Because thinking through one
and lone
quantifiers can be subtle, we strongly suggest not using them except for very simple constraints. (Using them as a multiplicity, like saying one Tim.office
is fine.)
Satisfiability Testing and a Pitfall
The test expect
syntax lets you check for satisfiability directly. This is quite powerful, and lets us illustrate a fairly common mistake. Here is a test block with 2 tests in it. Both of them may look like they are comparing myPred1
and myPred2
for equivalence:
test expect {
-- correct: "no counterexample exists"
-- Forge tries to find an instance where myPred1 and myPred2 disagree
p1eqp2_A: {
not (myPred1 iff myPred2)
} is unsat
-- incorrect: "it's possible to satisfy what i think always holds"
-- Forge tries to find an instance where myPred1 and myPred2 happen to agree
p1eqp2_B: {
myPred1 iff myPred2
} is sat
}
These two tests do not express the same thing!
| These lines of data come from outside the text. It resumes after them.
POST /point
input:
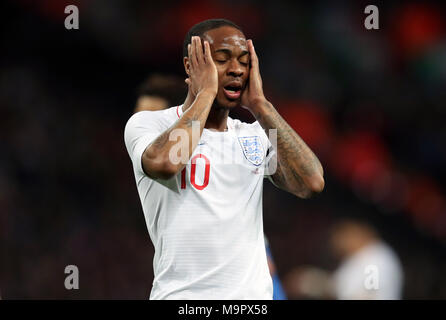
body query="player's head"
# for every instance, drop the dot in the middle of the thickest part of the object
(350, 235)
(159, 92)
(229, 51)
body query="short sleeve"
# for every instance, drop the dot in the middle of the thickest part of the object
(141, 129)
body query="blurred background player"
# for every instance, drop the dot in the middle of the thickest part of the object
(369, 269)
(161, 91)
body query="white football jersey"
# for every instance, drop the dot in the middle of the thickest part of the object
(206, 222)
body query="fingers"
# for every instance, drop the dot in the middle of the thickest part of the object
(199, 50)
(192, 60)
(253, 55)
(207, 52)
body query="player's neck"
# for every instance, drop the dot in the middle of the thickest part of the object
(217, 118)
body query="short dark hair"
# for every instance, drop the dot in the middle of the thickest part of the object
(200, 28)
(167, 86)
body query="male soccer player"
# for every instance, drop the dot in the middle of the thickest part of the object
(204, 215)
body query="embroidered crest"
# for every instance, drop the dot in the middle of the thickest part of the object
(252, 149)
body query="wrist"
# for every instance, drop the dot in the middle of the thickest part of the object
(209, 93)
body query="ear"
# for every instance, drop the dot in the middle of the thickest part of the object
(186, 64)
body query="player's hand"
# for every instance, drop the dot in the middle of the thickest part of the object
(203, 74)
(253, 94)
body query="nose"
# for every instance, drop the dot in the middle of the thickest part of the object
(235, 68)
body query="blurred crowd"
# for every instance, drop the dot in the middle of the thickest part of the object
(370, 103)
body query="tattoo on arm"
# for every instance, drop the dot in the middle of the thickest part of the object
(295, 158)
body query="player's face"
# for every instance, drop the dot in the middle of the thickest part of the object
(230, 53)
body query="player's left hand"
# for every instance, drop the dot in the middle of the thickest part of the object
(253, 96)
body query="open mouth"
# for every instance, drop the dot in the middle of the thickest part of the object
(233, 91)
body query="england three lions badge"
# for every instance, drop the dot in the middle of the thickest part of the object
(252, 149)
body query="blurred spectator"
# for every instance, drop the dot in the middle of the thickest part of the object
(369, 269)
(159, 92)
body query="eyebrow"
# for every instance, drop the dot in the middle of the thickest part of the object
(227, 51)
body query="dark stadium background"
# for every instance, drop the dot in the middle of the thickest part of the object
(372, 104)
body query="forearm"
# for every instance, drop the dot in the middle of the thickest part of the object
(170, 151)
(298, 167)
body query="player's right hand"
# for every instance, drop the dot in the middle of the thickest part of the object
(203, 76)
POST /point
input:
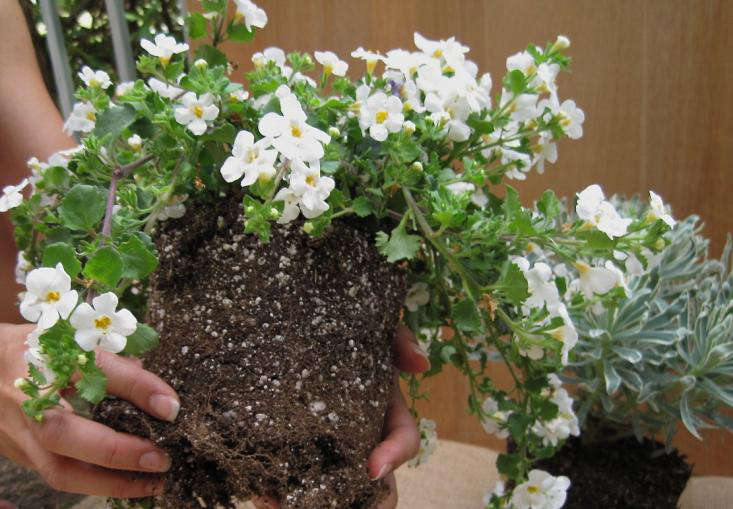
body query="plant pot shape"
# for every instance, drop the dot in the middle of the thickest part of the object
(281, 354)
(618, 473)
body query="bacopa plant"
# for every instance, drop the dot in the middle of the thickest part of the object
(418, 149)
(665, 354)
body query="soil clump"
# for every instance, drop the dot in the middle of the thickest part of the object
(281, 354)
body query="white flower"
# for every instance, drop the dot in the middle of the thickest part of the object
(251, 14)
(34, 354)
(658, 210)
(597, 211)
(595, 280)
(290, 210)
(311, 188)
(12, 196)
(381, 115)
(135, 142)
(48, 297)
(253, 160)
(164, 90)
(428, 442)
(418, 295)
(540, 491)
(292, 137)
(124, 87)
(196, 112)
(101, 325)
(82, 118)
(493, 419)
(371, 58)
(94, 79)
(164, 47)
(22, 266)
(331, 63)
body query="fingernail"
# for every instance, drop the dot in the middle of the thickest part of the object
(386, 469)
(418, 350)
(156, 488)
(165, 407)
(155, 461)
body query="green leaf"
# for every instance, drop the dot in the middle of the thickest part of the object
(508, 464)
(63, 253)
(400, 245)
(83, 207)
(196, 25)
(142, 340)
(212, 55)
(465, 316)
(240, 33)
(513, 284)
(105, 266)
(138, 259)
(515, 81)
(92, 386)
(362, 207)
(114, 120)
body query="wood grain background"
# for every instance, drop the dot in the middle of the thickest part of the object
(654, 77)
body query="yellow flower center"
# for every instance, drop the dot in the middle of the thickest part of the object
(252, 155)
(103, 322)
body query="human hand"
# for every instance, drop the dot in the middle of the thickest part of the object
(401, 440)
(75, 454)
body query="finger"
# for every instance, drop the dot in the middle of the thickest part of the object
(72, 476)
(72, 436)
(128, 380)
(401, 442)
(391, 501)
(408, 354)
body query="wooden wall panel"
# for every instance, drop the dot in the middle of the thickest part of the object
(655, 79)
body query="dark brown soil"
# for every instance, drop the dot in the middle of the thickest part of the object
(27, 490)
(281, 355)
(620, 474)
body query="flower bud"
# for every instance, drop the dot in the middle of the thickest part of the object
(562, 42)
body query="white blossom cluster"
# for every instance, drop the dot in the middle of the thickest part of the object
(49, 298)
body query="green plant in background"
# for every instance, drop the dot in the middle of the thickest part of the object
(665, 354)
(85, 26)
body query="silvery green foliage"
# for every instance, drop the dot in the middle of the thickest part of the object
(665, 353)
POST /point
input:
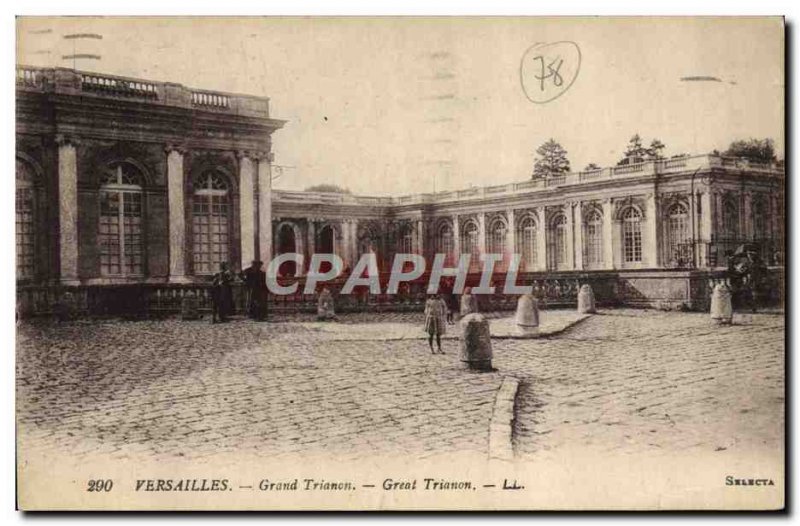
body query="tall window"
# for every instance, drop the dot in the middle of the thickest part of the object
(210, 222)
(632, 235)
(678, 234)
(444, 242)
(498, 239)
(557, 243)
(470, 244)
(406, 245)
(593, 240)
(730, 219)
(760, 213)
(526, 234)
(25, 223)
(121, 252)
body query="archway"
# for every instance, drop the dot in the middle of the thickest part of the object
(287, 244)
(326, 239)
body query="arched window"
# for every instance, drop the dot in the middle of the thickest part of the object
(557, 243)
(730, 219)
(406, 241)
(210, 221)
(367, 240)
(120, 237)
(678, 234)
(631, 236)
(444, 242)
(526, 234)
(760, 213)
(498, 233)
(470, 243)
(25, 221)
(593, 240)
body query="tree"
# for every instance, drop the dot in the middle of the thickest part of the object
(757, 150)
(329, 188)
(637, 153)
(552, 160)
(654, 153)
One asks Forge to find an instance where the predicates are not equivalent. If it can find such an instance, we know the predicates are not equivalent, and can see why by viewing the intance. The other test asks Forge to find an arbitrary instance where they are equivalent. But that needn't be true in all instances, just the one that Forge finds.
Quantifiers and Performance
Forge works by converting your model into a boolean satisfiability problem. That is, it builds a boolean circuit where inputs making the circuit true satisfy your model. But boolean circuits don't have a notion of quantifiers, so they need to be compiled out.
The compiler has a lot of clever tricks to make this fast, but if it can't apply those tricks, it uses a basic idea: an all
is just a big and
, and a some
is just a big or
. This very simple conversion process increases the size of the circuit exponentially in the depth of quantification.
Let's look at an example of why this matters. Here is a reasonable way to approach writing a predicate for a model solving the 8-queens problem, where Forge is searching for how to place 8 queens on a chessboard such that none of them can attack the other:
pred notAttacking {
-- For every pair of queens
all disj q1, q2 : Queen | {
-- There's somewhere to put them: (r1,c1) and (r2,c2)
some r1, c1, r2, c2: Int | {
// ... such that (r1,c1) and (r2,c2) aren't on a shared line of attack
} } }
The problem is: there are 8 queens, and 16 integers. It turns out this is a pathological case for the compiler, and it runs for a really long time. In fact, it runs for a long time even if we reduce the scope to 4 queens! The default verbosity
option shows the blowup here, in `time-ranslation, which gives the number of milliseconds used to convert the model to a boolean circuit:
:stats ((size-variables 410425) (size-clauses 617523) (size-primary 1028) (time-translation 18770) (time-solving 184) (time-building 40)) :metadata ())
#vars: (size-variables 410425); #primary: (size-primary 1028); #clauses: (size-clauses 617523)
Transl (ms): (time-translation 18770); Solving (ms): (time-solving 184)
Ouch! To avoid this blowup, we might try a different approach that uses fewer quantifiers. In fact, *we can write the constraint without referring to specific queens at all, just 4 integers representing the positions.
If you encounter bad performance from Forge, check for this sort of unnecessary nested quantifier use. It can often be fixed by reducing quantifier nesting, or by narrowing the scope of what's being quantified over.